The 1985 farm bill mandated farmers receiving USDA benefits to treat land considered by USDA to be highly erodible in a sustainable way.

They were to make these conservation compliance plans with local soil conservation officers, stick to the plans or risk losing their eligibility for USDA program benefits then and now.

And tobacco production poses unique challenges to such plans.

“Those plans, as modified through the years, are still in force. If you are out of compliance with the existing plans on any land you farm, then you are at risk of losing eligibility for many USDA program benefits on all land you farm,” said Bob Pearce, tobacco agronomist with the University of Kentucky Extension.

In the last three decades, technology and improved management practices have reduced field erosion across the Southeast. A lot of the highly erodible land, or HEL, was placed into the Conservation Reserve Program, too, and no-till row crop farming has contributed to greater soil conservation.

When farmers now make decisions about cropping, or when they buy or rent new land, they don’t always think to make sure it all jives with existing compliance plans, in some cases plans created more than two decades ago.

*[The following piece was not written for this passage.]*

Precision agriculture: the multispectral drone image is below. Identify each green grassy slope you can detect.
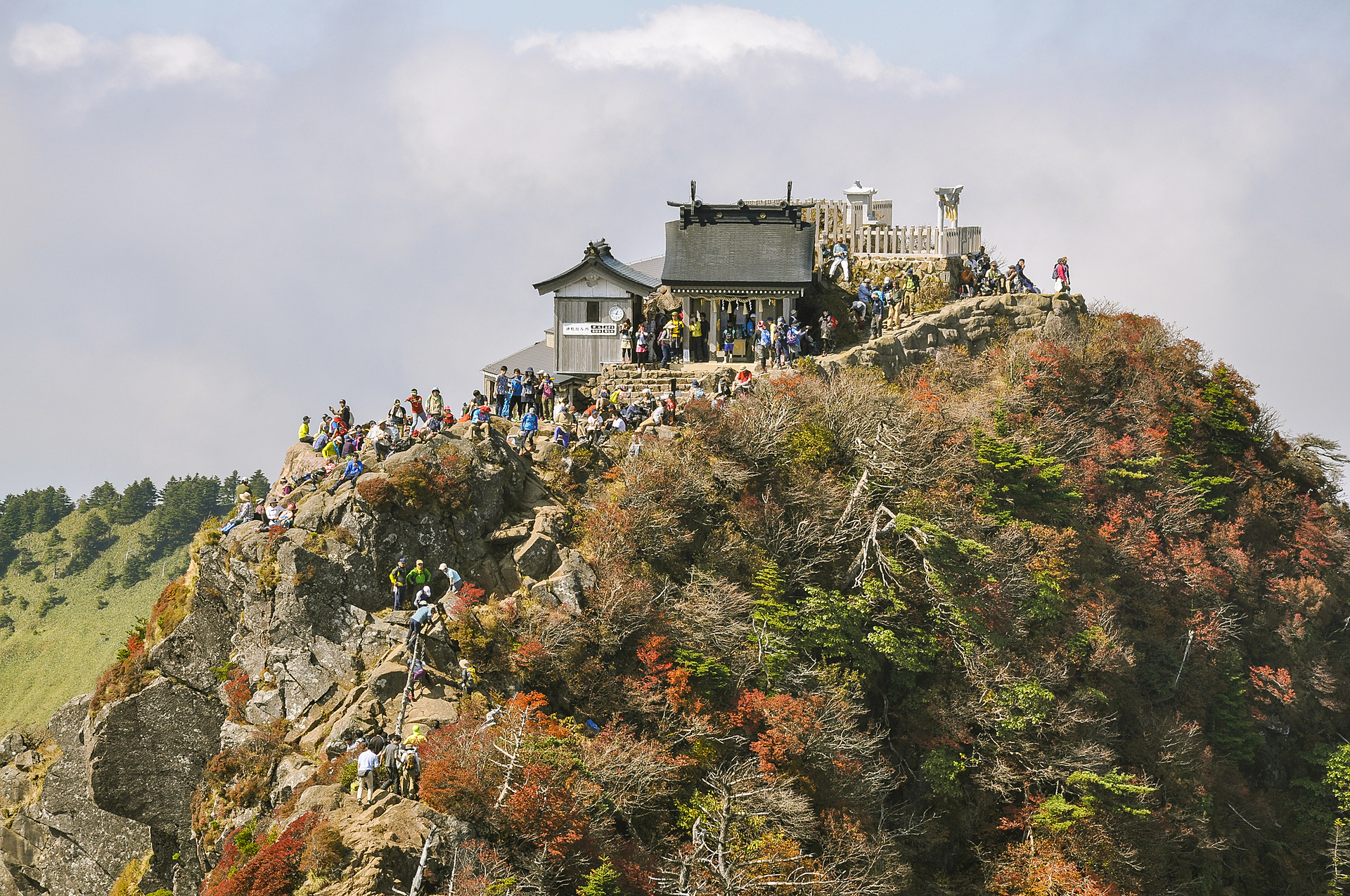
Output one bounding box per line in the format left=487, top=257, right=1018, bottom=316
left=0, top=512, right=188, bottom=733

“Highly erodible land and wetland compliance never went away, but the calls and requests concerning the issue definitely reduced over the years,” said Kenny Smallwood, Kentucky’s Natural Resources Conservation Service agronomist.

Laws get modified, and in 2008 another farm bill came. As part of that, the fifth edition of the National Food Security Act manual was released to NRCS and Farm Service Agency in 2010, which updated law regarding the 1985 farm bill.

It outlined new structure and protocols to enforce conservation compliance plans, Smallwood said.